Though she is being outspent nationally, Clinton’s allies are picking up the slack. Priorities USA Action, the super PAC backing Clinton’s campaign, is spending $9.4 million this week, including $2.5 million in Florida, $1.5 million in Ohio, and more than $1 million in North Carolina and New Hampshire.
The National Rifle Association (NRA) is the only major outside group backing Trump. NRA affiliates will spend $3.6 million on television ads this week in nine states, including more than half a million dollars in North Carolina, Nevada and Ohio. Another outside group is spending nearly $650,000 attacking Clinton in Wisconsin.
Priorities USA Action aired more than four times as many advertisements as NRA affiliates over the last month, Wesleyan reported.
All told, Democrats are outspending Republicans by nearly $4 million this week. Democrats will spend more than Republicans on television advertisements in seven states — Florida, Iowa, North Carolina, New Hampshire, Nevada, Ohio and Pennsylvania. Republicans are outspending Democrats in Colorado, Maine, Virginia and Wisconsin, as well as in Indiana, which is not traditionally considered a swing state.
In crucial media markets, the Democratic advantage is even more significant. Ads backing Clinton or bashing Trump have accounted for 88 percent of all political spots running in Des Moines, 86 percent of Philadelphia ads, and more than 80 percent of total spots in Dayton, Ohio; Orlando, Fla.; Raleigh, N.C.; Las Vegas; West Palm Beach, Fla.; and Cleveland.
Pro-Clinton groups have paid for more than three-quarters of the political spots airing in Greensboro and Charlotte, N.C., as well as in Reno, Nev., and Tampa, Fla.

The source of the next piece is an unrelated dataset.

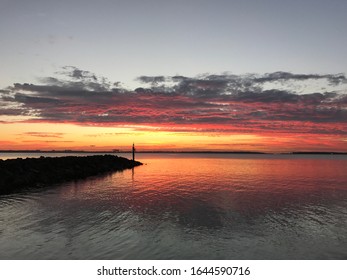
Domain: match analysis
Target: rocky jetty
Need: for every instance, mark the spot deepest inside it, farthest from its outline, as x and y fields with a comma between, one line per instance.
x=18, y=174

Despite the tone of the campaign, throughout which Clinton has questioned Trump’s fitness for office and Trump has suggested Clinton ought to be in jail, the campaigns are actually running more positive advertisements than any other presidential campaign since 2000. More than half of Trump’s advertisements are positive, according to the Wesleyan Media Project, and more than a third of Clinton’s ads have been positive spots.
By contrast, just 6 percent of political advertisements run between the middle of September and the middle of October in 2012 were positive, while almost 70 percent were negative.